Je commence à décortiquer la bête. Il faut savoir que le début est toujours largement inintéressant. Ils rappellent plein de choses et expliquent le pourquoi du comment. Évitant de m’endormir entre les deux parties, je tombe enfin sur ce qui m’intéresse: les fameuses décisions concrètes. Je lis, je déchiffre, je relis car j’ai rien compris, et même une troisième fois car la tournure me semble vicieuse et PAF ! BINGO ! Je l’ai le fameux passage censé apporté la désolation sur les peuples d’Europe.
Alinéa 8 :
“En vue de faciliter davantage l’enregistrement de certains médicaments traditionnels à base de plantes et de renforcer l’harmonisation, il convient de prévoir la possibilité d’établir une liste communautaire de substances végétales répondant à certaines conditions, telles qu’un usage médical d’une durée suffisamment longue, et qui, partant, sont considérées comme n’étant pas nocives dans les conditions normales d’emploi“.
Et un peu plus loin:
“La présente directive permet aux produits non médicamenteux à base de plantes satisfaisant aux critères de la législation sur les denrées alimentaires d’être régis, dans la Communauté, par cette législation”.

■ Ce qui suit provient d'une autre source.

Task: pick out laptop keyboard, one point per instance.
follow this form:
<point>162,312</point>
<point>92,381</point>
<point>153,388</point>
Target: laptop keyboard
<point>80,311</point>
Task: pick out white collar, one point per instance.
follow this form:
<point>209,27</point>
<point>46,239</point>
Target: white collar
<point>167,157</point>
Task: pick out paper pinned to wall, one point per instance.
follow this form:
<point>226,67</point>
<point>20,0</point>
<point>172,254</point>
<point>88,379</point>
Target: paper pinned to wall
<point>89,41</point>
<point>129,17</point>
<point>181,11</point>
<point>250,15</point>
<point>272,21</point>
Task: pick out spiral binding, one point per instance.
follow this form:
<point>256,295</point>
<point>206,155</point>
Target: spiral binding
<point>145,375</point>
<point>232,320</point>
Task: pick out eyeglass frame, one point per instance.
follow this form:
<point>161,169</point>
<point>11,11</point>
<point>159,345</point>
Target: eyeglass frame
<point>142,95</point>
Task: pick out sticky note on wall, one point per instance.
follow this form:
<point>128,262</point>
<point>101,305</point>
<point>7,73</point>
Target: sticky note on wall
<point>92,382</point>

Que dire ? Encore une victoire de canard.
En effet, la méchante UE n’interdit rien du tout. Ce qu’elle interdit, c’est l’appellation médicament à certaines plantes. Mais n’en interdit pas l’usage, tant qu’elles ne sont pas nocives pour la santé. Bref, pas besoin de tourner autour du pot: cette pétition, c’est du flan, de l’intox, du pipo, du n’importe quoi.
Acte III
Tout fier de moi, j’envoie un mail au rédac chef pour lui expliquer le truc, lui proposant un papier “stop à l’intox”.
Réponse: “Finalement, non merci cela ne nous intéresse pas”.
Adieu pige. Adieu les 90 euros.
Je pestais sévère quand même. Tu fais ton boulot, et te voilà sans boulot… J’aurais été non consciencieux, je me serais contenté de reprendre la pétition, de valider ses dires et d’empôcher la paie.
Monde cruel.
Un confrère qui bosse pour des revues américaines m’expliquait l’autre jour que ces dernières le payaient en fonction du temps passé à bosser sur un article, même si au final son enquête ne donne rien. Du genre: 3h de recherches, 2h d’interviews, 2h d’écriture, hop ça vous fait tant, merci. Ils sont forts ces ricains.
Pour terminer et bien enfoncer le clou: dans la foulée je parle de mon histoire à un autre confrère (oui, j’en ai plein), qui en deux secondes me sort un article du Point, publié la veille, expliquant toute la mascarade de la pétition…
La pige la plus plantée de l’histoire.